Das beliebte Urlaubsland Türkei könnte bald zur Lieblingsdestination entdeckungsfreudiger Weinfans werden: Die türkischen Winzer erwecken ihre uralte Weinkultur zu neuem Leben. In der Millionenmetropole am Bosporus lässt sich die Dynamik am besten erschmecken.  

Kennen Sie das Lieblingsthema des Genießers, der aus dem Urlaub heimkommt? Der kleine, völlig unbekannte Winzer, der irrsinnige Weine macht“ und auf den man “rein zufällig durch die Empfehlung des Freundes vom Tavernen-Wirt” gestoßen ist. Solche Erzählungen können Sie zukünftig toppen. Sie kennen ein ganzes Land: total unbekannte Winzer, sagenhafte Weine, abgefahrene Rebsorten, in keinem Weinguide der Welt beschrieben. Wo das ist? Psst, Geheimtipp: die Türkei. Istanbul ist unser Tor zur türkischen Weinkultur. In der einzigen Stadt der Welt, die auf zwei Kontinenten liegt, verbinden sich nicht nur die prachtvolle osmanische Vergangenheit mit westeuropäischer Moderne, eine atemberaubende Kultur mit pulsierendem Leben, das Schwarze und das Mittelmeer. Hier finden auch Genießer kulinarische Reize des Orients und anderer Küchen und vor allem: die Weine der Türkei. Die sollen nun die Herzen (und natürlich Keller) der Liebhaber auch in Deutschland erobern.

Der Mann, der sich das vorgenommen hat, heißt Taner Ög˘ütog˘lu und ist Direktor von Wines of Turkey, einer Vereinigung der wichtigsten Weinerzeuger. “Es gibt eine gute und eine schlechte Nachricht”, lächelt Taner, während wir uns im Çiya beim schnauzbärtigen Musa Dag˘deviren über typisch anatolische Speisen hermachen. “Die schlechte: Der Weinkonsum in der Türkei liegt bei einem Liter pro Kopf und Jahr.

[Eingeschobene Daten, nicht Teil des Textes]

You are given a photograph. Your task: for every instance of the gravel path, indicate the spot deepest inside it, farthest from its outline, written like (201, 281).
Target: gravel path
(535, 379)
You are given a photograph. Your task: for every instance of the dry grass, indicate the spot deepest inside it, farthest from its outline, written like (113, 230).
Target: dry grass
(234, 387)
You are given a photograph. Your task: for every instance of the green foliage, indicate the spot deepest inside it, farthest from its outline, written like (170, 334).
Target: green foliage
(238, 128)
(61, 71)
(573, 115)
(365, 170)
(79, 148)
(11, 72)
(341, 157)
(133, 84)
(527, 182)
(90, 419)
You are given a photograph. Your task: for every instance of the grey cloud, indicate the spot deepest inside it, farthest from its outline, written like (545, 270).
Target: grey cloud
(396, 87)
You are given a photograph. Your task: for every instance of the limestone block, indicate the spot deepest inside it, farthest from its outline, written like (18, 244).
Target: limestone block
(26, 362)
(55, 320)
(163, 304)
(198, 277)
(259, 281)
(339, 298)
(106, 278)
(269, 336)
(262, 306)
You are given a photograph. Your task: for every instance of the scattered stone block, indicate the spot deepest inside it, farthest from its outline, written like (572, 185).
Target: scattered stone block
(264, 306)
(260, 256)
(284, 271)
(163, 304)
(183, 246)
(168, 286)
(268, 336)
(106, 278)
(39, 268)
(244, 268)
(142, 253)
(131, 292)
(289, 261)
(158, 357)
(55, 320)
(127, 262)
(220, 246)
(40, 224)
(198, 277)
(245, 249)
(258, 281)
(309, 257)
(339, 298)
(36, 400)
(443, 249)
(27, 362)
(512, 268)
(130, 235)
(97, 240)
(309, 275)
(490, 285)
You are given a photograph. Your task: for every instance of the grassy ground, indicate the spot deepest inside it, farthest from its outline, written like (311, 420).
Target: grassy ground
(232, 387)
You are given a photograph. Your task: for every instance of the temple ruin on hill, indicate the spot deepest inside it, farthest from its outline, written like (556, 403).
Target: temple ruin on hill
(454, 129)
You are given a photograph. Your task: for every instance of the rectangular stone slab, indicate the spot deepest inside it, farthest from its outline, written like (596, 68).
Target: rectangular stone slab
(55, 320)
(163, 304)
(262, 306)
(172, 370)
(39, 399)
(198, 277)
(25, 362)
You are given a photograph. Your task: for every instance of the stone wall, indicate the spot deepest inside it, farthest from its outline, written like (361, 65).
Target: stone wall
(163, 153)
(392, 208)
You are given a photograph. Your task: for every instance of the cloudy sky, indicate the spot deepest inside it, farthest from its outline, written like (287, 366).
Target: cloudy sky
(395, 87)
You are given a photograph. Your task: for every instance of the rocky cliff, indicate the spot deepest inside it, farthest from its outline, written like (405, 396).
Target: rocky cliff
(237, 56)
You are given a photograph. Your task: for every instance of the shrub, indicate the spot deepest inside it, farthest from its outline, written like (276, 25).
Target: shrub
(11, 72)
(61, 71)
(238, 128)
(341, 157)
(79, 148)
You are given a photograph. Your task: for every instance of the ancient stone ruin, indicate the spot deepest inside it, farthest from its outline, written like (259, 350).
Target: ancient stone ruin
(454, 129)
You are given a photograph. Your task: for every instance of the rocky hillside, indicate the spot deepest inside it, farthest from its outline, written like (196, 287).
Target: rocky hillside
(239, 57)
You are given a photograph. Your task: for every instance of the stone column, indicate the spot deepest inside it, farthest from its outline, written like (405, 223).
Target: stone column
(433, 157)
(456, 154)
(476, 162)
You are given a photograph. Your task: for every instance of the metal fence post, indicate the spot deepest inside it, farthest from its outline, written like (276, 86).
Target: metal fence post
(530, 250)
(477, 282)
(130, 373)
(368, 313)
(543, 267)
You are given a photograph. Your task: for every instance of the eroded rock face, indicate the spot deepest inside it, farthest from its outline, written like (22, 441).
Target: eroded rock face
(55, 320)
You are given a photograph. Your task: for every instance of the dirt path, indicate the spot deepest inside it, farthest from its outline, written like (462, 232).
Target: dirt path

Die gute: Er wächst.” Während wir einen raffiniert mit Lammhackfleisch gefüllten Bratapfel (Elma dolmasi) zerteilen – Musa, einer der bekanntesten Köche der Türkei, stellt die verfeinerte Küchentradition Anatoliens gegen modernes Fastfood –, koste ich meinen ersten Schluck Emir. Diese türkische Weißweinsorte erinnert mit leicht pflanzlichen, apfeligen Noten an Silvaner und durch ihre saftige Fülle an Weißburgunder. Wir schließen spontan Freundschaft: Emir ist der geborene Essenswein nicht nur zu Kreuzkümmel & Co. Im Kopf füge ich eine weitere gute Nachricht hinzu: Mit solchen Weinen müsste doch der Weinkonsum raketenartig steigen!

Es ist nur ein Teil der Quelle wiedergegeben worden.